We also repeated the FBA and KFBA analysis using the iJO1366 genome-scale constraint-based model. The iJO1366 model contains more reactions in and around central metabolism. As a result, we found that fewer kinetic constraints need to be violated, as compared to the central model, and that pathways were predicted to be used that are not normally operational under glucose aerobic conditions (e.g., non-PTS glucose transport, glucose dehydrogenase, gluconate kinase, isocitrate lyase and xylose isomerase). We further evaluated how the KFBA solutions changed as the number of allowable kinetic flux bound violations (n*) increased (Figure 6C). These results show that there is a tradeoff between maximizing agreement with the kinetic flux bounds and not activating additional pathways (not included in the central metabolic model), which causes poorer agreement with experimental flux measurements. As observed with the central metabolic model, the biomass yields were predicted better when kinetic constraints were imposed (Figure 6D). To improve KFBA predictions of central metabolic fluxes, kinetic constraints for additional pathways (noted above) in the iJO1366 model need to be included.
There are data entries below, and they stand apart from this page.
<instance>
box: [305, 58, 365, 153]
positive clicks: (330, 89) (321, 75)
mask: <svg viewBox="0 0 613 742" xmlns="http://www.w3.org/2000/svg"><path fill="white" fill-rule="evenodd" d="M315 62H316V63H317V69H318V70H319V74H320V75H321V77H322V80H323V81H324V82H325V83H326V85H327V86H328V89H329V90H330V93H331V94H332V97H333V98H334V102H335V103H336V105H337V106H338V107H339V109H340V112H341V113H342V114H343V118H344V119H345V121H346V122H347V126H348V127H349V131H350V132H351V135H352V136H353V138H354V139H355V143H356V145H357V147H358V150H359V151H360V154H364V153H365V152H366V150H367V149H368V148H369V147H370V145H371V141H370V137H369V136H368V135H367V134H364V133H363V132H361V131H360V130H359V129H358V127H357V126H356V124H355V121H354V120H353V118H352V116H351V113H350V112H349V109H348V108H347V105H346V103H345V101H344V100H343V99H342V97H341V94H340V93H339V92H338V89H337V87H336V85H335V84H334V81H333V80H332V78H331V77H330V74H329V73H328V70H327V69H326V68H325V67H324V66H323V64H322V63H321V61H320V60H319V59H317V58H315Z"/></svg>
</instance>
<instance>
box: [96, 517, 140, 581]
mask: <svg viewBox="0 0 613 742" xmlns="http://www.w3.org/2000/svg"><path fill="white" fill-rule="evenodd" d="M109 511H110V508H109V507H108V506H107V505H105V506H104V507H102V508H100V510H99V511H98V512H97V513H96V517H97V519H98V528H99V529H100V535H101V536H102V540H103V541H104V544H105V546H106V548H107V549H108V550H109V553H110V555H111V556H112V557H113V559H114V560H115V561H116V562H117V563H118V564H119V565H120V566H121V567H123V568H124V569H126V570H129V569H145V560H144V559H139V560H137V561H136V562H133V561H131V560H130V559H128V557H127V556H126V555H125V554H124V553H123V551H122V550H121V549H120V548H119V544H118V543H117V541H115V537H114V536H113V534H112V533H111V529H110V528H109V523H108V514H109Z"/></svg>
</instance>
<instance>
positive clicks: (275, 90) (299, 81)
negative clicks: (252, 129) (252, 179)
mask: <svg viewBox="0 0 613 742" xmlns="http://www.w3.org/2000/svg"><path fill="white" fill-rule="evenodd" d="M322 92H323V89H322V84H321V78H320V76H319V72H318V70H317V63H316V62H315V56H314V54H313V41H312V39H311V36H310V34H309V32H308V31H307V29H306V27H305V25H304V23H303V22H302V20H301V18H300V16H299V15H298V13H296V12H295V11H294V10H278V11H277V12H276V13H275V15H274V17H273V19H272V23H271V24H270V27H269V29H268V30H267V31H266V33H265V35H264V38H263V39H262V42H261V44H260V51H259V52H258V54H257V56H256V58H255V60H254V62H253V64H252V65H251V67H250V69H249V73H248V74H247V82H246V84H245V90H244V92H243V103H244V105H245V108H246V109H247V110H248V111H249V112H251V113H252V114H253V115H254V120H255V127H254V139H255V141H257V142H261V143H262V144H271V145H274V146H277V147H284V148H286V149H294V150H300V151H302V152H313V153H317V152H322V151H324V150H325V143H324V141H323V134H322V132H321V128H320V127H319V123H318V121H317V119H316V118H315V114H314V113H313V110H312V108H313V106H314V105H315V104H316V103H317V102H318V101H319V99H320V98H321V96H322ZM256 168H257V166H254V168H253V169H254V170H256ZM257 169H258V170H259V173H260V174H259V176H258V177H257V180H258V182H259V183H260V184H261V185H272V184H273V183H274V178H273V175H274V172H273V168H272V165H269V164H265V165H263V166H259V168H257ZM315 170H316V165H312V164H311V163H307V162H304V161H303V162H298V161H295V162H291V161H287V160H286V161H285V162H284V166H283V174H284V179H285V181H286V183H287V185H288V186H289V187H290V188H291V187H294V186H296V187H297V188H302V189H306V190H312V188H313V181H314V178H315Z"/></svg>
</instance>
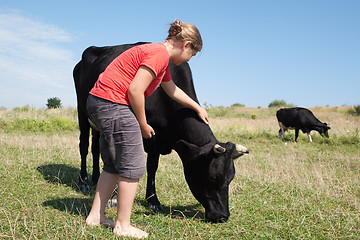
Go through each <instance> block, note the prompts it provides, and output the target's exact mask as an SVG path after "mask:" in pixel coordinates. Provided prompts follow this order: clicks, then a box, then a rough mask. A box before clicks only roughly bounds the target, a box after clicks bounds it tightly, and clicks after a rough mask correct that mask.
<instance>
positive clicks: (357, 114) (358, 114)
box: [354, 105, 360, 115]
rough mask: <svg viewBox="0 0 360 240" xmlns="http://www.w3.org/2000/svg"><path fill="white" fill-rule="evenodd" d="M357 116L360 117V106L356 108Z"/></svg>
mask: <svg viewBox="0 0 360 240" xmlns="http://www.w3.org/2000/svg"><path fill="white" fill-rule="evenodd" d="M354 108H355V111H356V114H357V115H360V105H357V106H354Z"/></svg>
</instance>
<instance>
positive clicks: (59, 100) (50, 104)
mask: <svg viewBox="0 0 360 240" xmlns="http://www.w3.org/2000/svg"><path fill="white" fill-rule="evenodd" d="M46 106H47V107H48V109H51V108H59V107H61V100H60V98H58V97H53V98H49V99H48V103H47V104H46Z"/></svg>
Constraint-based modeling uses mass balances, flux capacities, reaction directionalities, and other relevant physical constraints to predict fluxes through metabolism. Although transcriptional regulatory and thermodynamic constraints have been integrated into this modeling approach, detailed kinetic constraints have not been extensively formulated, parameterized, and used in constraint-based models. Since kinetic constraints are often omitted from constraint-based models, some predicted flux distributions may not be achievable using native enzymes or protein levels. Incorporation of kinetic constraints into constraint-based allows multi-omic datasets to be used to find kinetic limitations on metabolic fluxes and suggests enzymes to target for improving cell behavior. For example, the Δpgm mutant is predicted to have lower biomass yields due to kinetic limitations, and the KFBA model suggests that decreasing PDH, PPC, and TKT2 levels would improve biomass yields for this mutant. One challenge with developing such kinetically-constrained models is finding kinetic parameter values that are consistent with experimental measurements.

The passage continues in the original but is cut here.